"When all the myriad streams that flow in different places, each with its own color and taste, enter the great ocean, they blend and become just one taste, with one name."
- Visuddhi Magga
Day 12 - Tuesday, July 4, 1995 - The Sunbow 5 Walk for the Earth strode through Bridgeport, Connecticut, where the eyes of the walkers fell upon a staggering degree of urban desolation and pollution.
They noted in particular that two sacred rivers -- the Housatonic and the Pequonnock -- meet the sea here in this holy but defiled location. Then the mingled waters flow outward on a global odyssey through the vast network of oceans that dominates our planet Earth. Just the way it is now, this meeting is unclean. Fish are dying in poisoned waters all over our world.
"There's been terrible environmental damage here," Tom told me. "The rivers we saw were desecrated with garbage and toxic dumping. No one can drink from them or swim in them. There’s no need for that."
The walk passed an environmental disaster site that the Army Corps of Engineers is attempting to clean up by bulldozing the toxic crud under the soil. The walkers saw a heaping pile of toxic sludge that looked like oozing asphalt, but that is shot through with chromium and mercury, substances that endure for eons and that can retard or deform our children.
"The more we walk, the more we see and feel the pain of the Earth," Tom said. "People drive by us all the time on these hot days with their windows rolled all the way up, using air conditioning in their cars.
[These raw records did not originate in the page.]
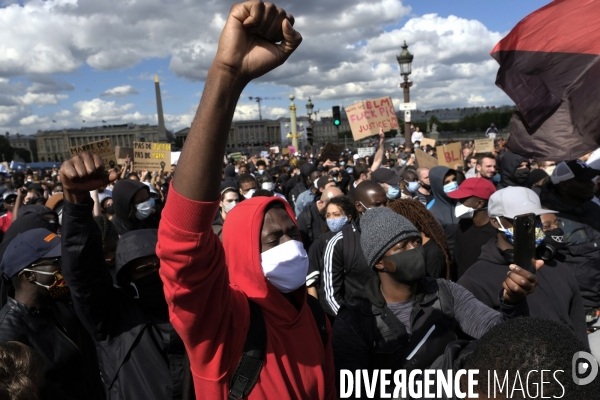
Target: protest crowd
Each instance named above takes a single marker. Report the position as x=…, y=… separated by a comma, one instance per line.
x=265, y=277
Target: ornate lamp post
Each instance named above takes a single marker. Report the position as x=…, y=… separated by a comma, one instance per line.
x=293, y=135
x=405, y=62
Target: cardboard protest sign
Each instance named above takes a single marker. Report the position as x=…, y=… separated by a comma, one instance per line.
x=121, y=153
x=484, y=146
x=427, y=141
x=365, y=151
x=101, y=147
x=424, y=160
x=366, y=117
x=151, y=156
x=450, y=154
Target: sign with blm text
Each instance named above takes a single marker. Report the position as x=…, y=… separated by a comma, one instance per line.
x=365, y=151
x=101, y=147
x=424, y=160
x=366, y=117
x=151, y=156
x=450, y=154
x=484, y=146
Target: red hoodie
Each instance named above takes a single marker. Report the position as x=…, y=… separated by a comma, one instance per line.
x=208, y=303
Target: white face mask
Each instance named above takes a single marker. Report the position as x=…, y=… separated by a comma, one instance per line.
x=143, y=210
x=229, y=206
x=462, y=211
x=285, y=266
x=268, y=186
x=250, y=193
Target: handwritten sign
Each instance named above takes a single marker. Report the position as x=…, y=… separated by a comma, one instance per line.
x=101, y=147
x=424, y=160
x=366, y=117
x=121, y=152
x=484, y=146
x=450, y=154
x=151, y=156
x=427, y=141
x=365, y=151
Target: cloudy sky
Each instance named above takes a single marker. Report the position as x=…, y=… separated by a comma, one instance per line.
x=87, y=60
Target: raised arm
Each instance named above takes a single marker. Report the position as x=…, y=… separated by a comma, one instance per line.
x=83, y=265
x=380, y=152
x=247, y=50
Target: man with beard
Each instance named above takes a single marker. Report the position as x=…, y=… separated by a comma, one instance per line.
x=389, y=323
x=139, y=352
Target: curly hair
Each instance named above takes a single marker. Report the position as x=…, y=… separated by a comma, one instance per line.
x=425, y=222
x=21, y=372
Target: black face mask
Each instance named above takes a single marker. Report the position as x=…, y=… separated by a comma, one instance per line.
x=148, y=291
x=521, y=175
x=410, y=265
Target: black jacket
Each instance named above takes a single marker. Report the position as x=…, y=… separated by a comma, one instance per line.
x=588, y=213
x=556, y=297
x=70, y=363
x=345, y=269
x=443, y=206
x=368, y=335
x=508, y=166
x=311, y=223
x=139, y=359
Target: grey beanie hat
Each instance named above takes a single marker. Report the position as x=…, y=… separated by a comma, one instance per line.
x=381, y=229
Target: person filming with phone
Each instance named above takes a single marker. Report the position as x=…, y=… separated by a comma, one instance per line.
x=557, y=296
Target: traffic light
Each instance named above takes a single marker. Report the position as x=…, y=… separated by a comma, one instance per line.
x=309, y=135
x=337, y=119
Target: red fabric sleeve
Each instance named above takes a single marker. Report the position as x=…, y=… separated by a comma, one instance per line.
x=210, y=316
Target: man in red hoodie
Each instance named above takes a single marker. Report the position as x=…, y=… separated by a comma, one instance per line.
x=208, y=284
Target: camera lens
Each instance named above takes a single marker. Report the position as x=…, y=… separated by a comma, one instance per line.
x=545, y=252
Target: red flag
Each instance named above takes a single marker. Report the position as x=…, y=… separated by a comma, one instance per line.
x=550, y=68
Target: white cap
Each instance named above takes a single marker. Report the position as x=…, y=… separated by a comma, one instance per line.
x=513, y=201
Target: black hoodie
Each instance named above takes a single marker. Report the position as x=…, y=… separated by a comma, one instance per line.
x=230, y=178
x=123, y=194
x=556, y=297
x=443, y=206
x=508, y=166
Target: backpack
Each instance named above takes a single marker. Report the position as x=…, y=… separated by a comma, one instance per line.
x=248, y=370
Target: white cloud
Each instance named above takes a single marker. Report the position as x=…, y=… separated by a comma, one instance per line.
x=97, y=110
x=124, y=90
x=42, y=98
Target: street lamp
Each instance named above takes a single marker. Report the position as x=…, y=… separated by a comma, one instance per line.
x=405, y=62
x=294, y=136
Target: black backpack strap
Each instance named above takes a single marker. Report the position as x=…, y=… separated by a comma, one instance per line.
x=349, y=245
x=445, y=302
x=319, y=315
x=246, y=374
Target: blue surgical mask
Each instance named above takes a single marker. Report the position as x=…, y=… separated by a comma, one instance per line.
x=413, y=186
x=336, y=224
x=393, y=192
x=450, y=187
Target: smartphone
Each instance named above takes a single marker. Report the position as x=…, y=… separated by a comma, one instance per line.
x=524, y=241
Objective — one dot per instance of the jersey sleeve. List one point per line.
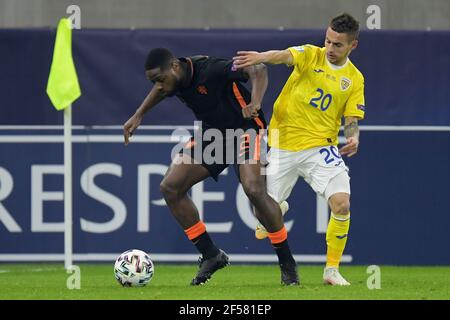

They stare at us as if we were crazy. They don't want to feel the air. They don't want to smell it. They don't want to breathe it because the air is so very dirty.
"No one wants to know about it really, so they roll their windows up. We ask Creator to take pity on all of us, and to help us all wake up," Tom said. "This is real and it is what we are seeing as we walk on the earth. It's real, and it is the result of people not touching the earth, not wanting to know what her condition really is."
In accord with our mission, the walkers stopped for ceremony and prayer. They blessed the rivers, the sea, the land, the air, the human biengs and the animals, affirming that this sacred place will again be respected, clean, radiating health.